5/21/2009--Tom Krattenmaker, who has been doing a lot of interesting religion work in the USA Today “On Religion” column, wrote a piece earlier this week on the religious rights of High School Valedictorian Brittany McComb. A few years ago, her microphone was turned off when she began to speak about the virtues of her Christian faith in her graduation speech. Her case is working its way to the Supreme Court.
Krattenmaker’s point is that we should all be a little more tolerant of student references like these. The secularist should understand that “for many believers, experiencing momentous events like graduation without gratitude and witness to God is as distasteful as it is for an atheist to be subjected to hard-edged proselytizing.”
I disagree with Krattenmaker about this, but in an unusual way. In American Religious Democracy, I argued that the Supreme Court’s interpretation of the separation of church and state is the reason we have this problem of religious student speech. It used to be that adult educators could simply tell students that too much religious speech is inappropriate for a mixed audience and, at the same time, that the religious need that Krattenmaker notes was satisfied in a general, nonsectarian prayer before and after the graduation. These general prayers were much less offensive to anybody than the "come to Jesus” student speech we get now.
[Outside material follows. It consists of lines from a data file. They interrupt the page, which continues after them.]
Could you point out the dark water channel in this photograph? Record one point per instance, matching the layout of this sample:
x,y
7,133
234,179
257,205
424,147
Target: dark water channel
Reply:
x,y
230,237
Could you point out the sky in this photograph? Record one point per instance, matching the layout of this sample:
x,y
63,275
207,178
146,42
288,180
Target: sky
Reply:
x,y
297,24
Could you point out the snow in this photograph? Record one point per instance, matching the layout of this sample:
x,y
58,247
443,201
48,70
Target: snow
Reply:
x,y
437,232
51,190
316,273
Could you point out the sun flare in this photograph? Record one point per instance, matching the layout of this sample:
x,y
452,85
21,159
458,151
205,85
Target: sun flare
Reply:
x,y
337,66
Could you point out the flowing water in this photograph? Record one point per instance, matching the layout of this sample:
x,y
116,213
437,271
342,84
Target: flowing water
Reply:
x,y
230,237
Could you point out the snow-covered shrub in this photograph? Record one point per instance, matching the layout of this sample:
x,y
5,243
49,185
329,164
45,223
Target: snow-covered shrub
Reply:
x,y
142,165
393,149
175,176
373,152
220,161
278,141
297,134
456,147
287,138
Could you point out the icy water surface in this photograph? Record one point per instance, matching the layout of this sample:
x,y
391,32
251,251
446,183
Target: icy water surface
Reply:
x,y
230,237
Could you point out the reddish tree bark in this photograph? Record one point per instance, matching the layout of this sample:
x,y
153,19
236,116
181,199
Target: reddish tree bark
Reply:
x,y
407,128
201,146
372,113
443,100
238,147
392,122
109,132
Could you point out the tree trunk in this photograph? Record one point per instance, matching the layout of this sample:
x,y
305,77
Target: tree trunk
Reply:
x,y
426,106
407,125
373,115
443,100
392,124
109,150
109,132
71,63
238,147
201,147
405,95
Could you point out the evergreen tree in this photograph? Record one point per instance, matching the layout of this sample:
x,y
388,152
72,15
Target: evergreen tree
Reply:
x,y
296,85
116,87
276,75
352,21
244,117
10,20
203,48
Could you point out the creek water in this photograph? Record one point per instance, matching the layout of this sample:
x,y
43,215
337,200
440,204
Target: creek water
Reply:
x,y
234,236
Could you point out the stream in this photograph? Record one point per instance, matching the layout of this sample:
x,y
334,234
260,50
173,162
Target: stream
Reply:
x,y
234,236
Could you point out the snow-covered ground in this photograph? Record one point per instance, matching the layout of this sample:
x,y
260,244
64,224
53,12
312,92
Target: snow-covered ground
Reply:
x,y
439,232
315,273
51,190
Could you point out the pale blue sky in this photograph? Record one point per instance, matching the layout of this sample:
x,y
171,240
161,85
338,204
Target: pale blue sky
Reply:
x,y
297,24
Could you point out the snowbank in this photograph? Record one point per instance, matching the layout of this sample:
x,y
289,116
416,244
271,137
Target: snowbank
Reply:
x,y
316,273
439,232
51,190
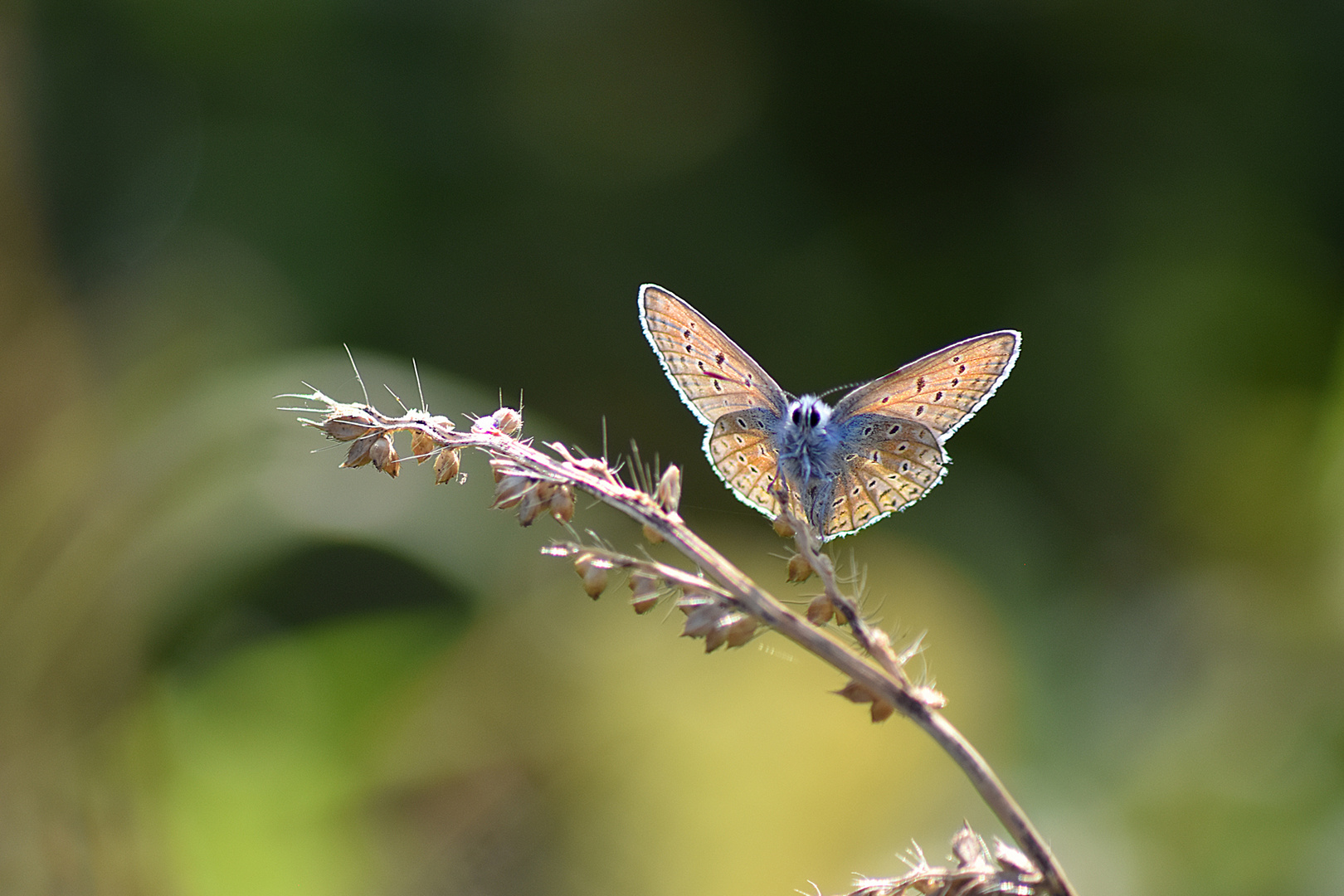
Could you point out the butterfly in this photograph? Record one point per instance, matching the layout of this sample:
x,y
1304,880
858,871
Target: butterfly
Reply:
x,y
845,468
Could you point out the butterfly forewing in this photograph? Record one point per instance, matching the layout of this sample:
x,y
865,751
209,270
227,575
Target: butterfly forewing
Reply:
x,y
713,375
941,390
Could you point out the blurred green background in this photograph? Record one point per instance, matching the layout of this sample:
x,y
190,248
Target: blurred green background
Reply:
x,y
230,668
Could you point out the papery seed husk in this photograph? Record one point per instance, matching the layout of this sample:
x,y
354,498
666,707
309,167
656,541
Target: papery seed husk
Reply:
x,y
530,507
645,603
670,488
643,583
799,568
383,455
702,621
358,453
821,611
593,571
509,490
594,581
507,421
856,692
693,601
930,696
715,638
344,427
446,465
562,504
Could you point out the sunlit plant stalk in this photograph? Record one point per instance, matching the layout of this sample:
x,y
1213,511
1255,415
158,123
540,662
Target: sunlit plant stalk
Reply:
x,y
722,605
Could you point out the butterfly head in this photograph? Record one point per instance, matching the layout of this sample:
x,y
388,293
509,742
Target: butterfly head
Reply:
x,y
806,414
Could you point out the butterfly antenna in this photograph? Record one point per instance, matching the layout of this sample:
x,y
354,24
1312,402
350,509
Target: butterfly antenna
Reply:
x,y
351,356
396,397
420,387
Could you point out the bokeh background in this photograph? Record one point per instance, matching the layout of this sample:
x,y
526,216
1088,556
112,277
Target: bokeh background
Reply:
x,y
230,668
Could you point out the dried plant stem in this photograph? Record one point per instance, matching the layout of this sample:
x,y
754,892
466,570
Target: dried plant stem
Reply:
x,y
522,472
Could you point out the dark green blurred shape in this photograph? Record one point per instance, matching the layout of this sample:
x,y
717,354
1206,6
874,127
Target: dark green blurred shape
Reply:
x,y
1151,507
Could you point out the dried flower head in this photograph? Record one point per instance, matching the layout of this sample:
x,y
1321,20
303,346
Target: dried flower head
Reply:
x,y
821,610
347,423
509,490
799,568
670,488
446,465
383,455
593,570
562,504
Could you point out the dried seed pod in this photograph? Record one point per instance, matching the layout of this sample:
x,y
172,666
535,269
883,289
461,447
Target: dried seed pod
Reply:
x,y
562,504
856,692
593,571
446,465
670,488
530,505
930,696
879,711
509,490
821,611
644,592
507,421
383,455
643,583
348,425
702,621
799,568
693,601
358,453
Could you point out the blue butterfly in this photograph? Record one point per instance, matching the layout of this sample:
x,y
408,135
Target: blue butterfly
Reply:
x,y
878,450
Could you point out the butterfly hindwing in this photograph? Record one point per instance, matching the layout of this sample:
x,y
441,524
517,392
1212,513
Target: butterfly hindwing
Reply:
x,y
889,465
711,373
741,450
941,390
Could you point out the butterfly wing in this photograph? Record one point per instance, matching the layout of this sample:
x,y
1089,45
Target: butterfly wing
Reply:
x,y
743,453
894,427
724,388
888,464
941,390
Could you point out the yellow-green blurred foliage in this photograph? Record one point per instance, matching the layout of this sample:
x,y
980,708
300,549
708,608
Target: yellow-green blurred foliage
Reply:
x,y
229,668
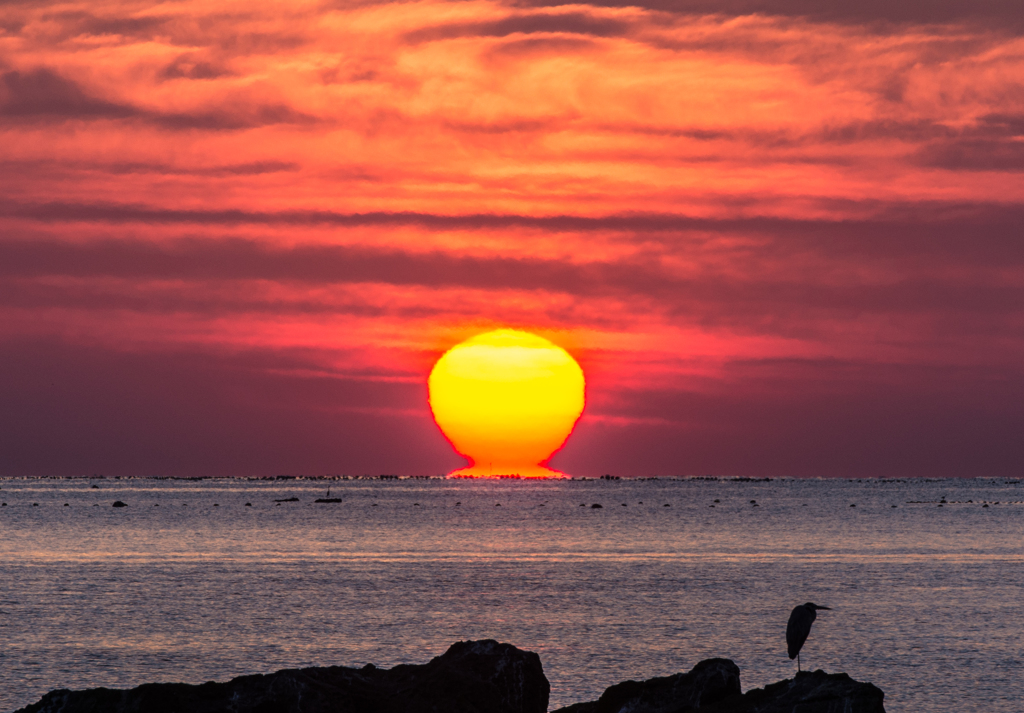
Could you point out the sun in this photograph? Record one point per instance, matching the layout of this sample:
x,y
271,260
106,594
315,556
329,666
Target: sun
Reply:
x,y
507,400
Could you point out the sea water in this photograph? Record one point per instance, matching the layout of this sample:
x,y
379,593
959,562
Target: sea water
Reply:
x,y
189,584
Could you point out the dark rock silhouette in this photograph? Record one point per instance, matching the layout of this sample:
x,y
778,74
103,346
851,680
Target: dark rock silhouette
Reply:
x,y
708,682
714,689
469,677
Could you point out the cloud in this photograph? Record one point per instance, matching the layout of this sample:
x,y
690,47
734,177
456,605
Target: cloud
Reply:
x,y
1005,13
41,93
528,24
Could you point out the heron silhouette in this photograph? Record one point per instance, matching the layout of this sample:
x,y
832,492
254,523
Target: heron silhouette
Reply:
x,y
800,626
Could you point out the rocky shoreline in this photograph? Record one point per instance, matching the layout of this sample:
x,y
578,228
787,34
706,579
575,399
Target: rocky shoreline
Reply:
x,y
471,677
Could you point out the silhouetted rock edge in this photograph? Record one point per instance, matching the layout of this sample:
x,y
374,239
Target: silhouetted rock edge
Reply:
x,y
472,677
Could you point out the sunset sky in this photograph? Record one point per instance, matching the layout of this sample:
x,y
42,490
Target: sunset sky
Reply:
x,y
781,238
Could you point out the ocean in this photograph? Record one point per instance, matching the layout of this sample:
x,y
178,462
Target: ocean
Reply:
x,y
189,584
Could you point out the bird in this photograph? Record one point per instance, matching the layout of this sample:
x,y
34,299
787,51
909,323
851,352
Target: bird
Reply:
x,y
800,626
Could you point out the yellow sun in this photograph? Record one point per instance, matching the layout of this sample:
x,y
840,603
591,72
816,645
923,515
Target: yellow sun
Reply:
x,y
507,401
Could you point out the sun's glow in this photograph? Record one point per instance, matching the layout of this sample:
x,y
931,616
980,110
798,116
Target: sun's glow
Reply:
x,y
507,400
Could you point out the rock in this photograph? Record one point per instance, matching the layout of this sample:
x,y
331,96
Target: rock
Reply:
x,y
469,677
808,693
708,682
713,686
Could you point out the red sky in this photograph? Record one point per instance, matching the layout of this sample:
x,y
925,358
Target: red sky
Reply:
x,y
781,238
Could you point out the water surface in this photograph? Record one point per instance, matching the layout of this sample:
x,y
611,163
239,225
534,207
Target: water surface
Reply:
x,y
188,584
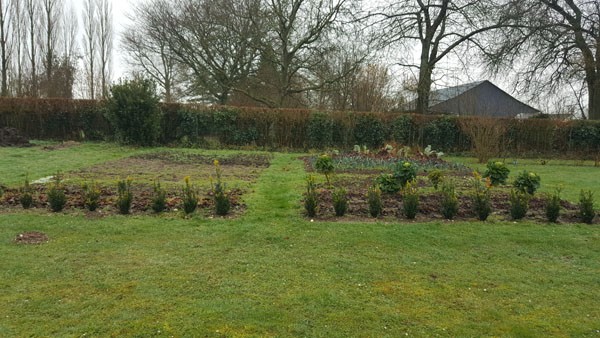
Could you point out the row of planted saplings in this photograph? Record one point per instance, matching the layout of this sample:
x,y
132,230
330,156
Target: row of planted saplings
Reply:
x,y
57,198
404,180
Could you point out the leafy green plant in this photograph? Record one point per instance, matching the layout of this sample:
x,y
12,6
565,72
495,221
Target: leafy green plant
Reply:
x,y
159,198
340,201
91,196
449,203
374,201
134,113
527,182
56,195
519,204
552,207
124,196
388,184
311,198
586,206
481,197
222,202
410,200
324,165
190,196
405,172
436,177
26,194
497,172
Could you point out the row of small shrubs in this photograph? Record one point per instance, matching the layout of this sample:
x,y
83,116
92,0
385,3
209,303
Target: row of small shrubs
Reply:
x,y
133,115
57,198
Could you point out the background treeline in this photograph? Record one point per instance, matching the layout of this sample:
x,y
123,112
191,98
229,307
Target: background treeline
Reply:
x,y
199,125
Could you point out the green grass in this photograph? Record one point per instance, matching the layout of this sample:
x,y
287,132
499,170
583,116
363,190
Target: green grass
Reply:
x,y
274,273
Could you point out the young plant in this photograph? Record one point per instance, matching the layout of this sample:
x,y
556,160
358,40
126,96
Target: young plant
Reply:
x,y
91,196
190,197
324,165
159,198
481,197
553,206
586,206
340,201
311,199
436,177
124,196
449,202
497,172
410,201
374,201
56,195
519,204
527,182
26,196
222,203
405,172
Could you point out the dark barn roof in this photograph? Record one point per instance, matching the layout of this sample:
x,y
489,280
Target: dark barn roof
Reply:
x,y
481,98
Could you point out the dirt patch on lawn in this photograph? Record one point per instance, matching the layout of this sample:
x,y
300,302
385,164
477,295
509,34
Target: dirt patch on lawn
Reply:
x,y
31,237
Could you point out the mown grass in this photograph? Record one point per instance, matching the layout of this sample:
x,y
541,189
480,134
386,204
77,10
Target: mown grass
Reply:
x,y
274,273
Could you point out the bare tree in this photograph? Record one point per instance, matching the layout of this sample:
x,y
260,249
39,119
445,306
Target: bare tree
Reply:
x,y
552,43
439,28
5,48
105,43
147,46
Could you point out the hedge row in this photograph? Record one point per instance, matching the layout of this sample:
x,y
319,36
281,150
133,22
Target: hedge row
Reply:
x,y
62,119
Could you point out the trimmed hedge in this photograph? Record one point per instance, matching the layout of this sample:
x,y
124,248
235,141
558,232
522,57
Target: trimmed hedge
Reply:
x,y
191,124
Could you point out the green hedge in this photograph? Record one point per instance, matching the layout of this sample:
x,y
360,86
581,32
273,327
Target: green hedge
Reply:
x,y
190,124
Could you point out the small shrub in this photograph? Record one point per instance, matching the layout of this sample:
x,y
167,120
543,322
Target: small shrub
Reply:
x,y
340,201
91,196
190,197
410,201
481,197
388,184
56,195
374,201
324,165
26,196
519,204
159,198
553,206
125,196
222,202
527,182
311,199
586,206
436,177
497,172
449,202
405,172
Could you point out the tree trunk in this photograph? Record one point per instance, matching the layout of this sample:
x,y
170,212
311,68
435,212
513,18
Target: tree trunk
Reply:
x,y
594,100
424,85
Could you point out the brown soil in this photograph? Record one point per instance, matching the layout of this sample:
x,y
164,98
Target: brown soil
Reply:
x,y
11,137
31,237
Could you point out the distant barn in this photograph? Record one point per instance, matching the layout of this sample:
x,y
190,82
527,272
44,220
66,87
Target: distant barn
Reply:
x,y
481,98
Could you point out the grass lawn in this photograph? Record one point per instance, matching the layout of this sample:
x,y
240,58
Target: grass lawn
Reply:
x,y
272,272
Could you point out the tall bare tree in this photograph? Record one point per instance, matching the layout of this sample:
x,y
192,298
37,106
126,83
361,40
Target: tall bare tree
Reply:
x,y
552,43
439,28
105,43
147,46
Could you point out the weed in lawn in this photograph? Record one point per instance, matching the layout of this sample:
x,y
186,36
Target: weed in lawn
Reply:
x,y
124,196
190,196
56,194
586,206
The United States Supreme Court struck down nonsectarian prayer at high school graduations in Lee v. Weisman in 1992. But the Court did not remove religion from graduations, since the religious instinct is still there. The Court only removed a more universal language along with adult supervision.
The caselaw is a mess because in general the rights of student speech are in decline. But because of a judicial intuition that religion is different, student speech here is more protected.
The proper approach is to recognize and allow a form of prayer at public occasions that is genuinely shared because it is capable of reinterpretation along secular lines. Beyond that, students could be given guidelines so that their graduation talks are appropriate for mixed secular and religious audiences. As usual, the law is the problem.